# Darwin streaming server manual?? Working?



## mikasjoman (Oct 17, 2002)

Hi...

I downloaded darwin streaming server and installed it trought it's installer manual.
Ok, so now I got the streaming server going and I logged in to it's web user interface.
I noticed that it places it's sample .mov files in /Library/QuickTimeStreaming/Movies
So I used my webbrowser and wrote: http://myserveradress:1220/sample_100kbit.mov but with the responce "Error - File not found".

I then tried  the url rstp://myserver:1220/sample_100kbit.mov but with no luck.

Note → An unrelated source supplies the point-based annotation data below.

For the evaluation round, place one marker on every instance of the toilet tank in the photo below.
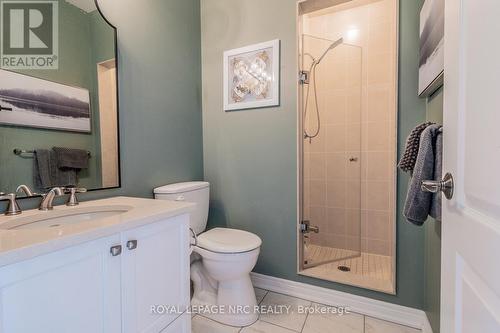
(196, 192)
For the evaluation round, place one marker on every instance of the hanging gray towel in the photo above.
(419, 204)
(407, 162)
(438, 175)
(71, 158)
(46, 174)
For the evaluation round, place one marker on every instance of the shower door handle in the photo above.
(313, 229)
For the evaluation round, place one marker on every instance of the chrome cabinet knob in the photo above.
(116, 250)
(132, 244)
(446, 186)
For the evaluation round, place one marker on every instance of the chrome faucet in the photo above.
(48, 198)
(26, 190)
(73, 200)
(13, 207)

I really have to get this working - I think it's unresponsible from apple not to have a basic manual for this darwin streaming server (I searched the knowledge manual page - no luck). So my last hope is to ask you guys out there if you know how to get this working?

My school really need this working and we can't afford the OSX server licence.

Kind regareds
Mika Sjöman


----------



## fddi1 (Oct 18, 2002)

Mika,

If you are running OS X, I believe you can get QuickTime Streaming Server, which is pretty much the same thing as the Darwin Streaming Server.  I think QTSS has an extra configuration GUI though.  It has been a while since I last configured a DSS, but if my memory serves me right, your "mount point" is not the actual path of where the file is being stored.  The concept confused me for a while, too.


----------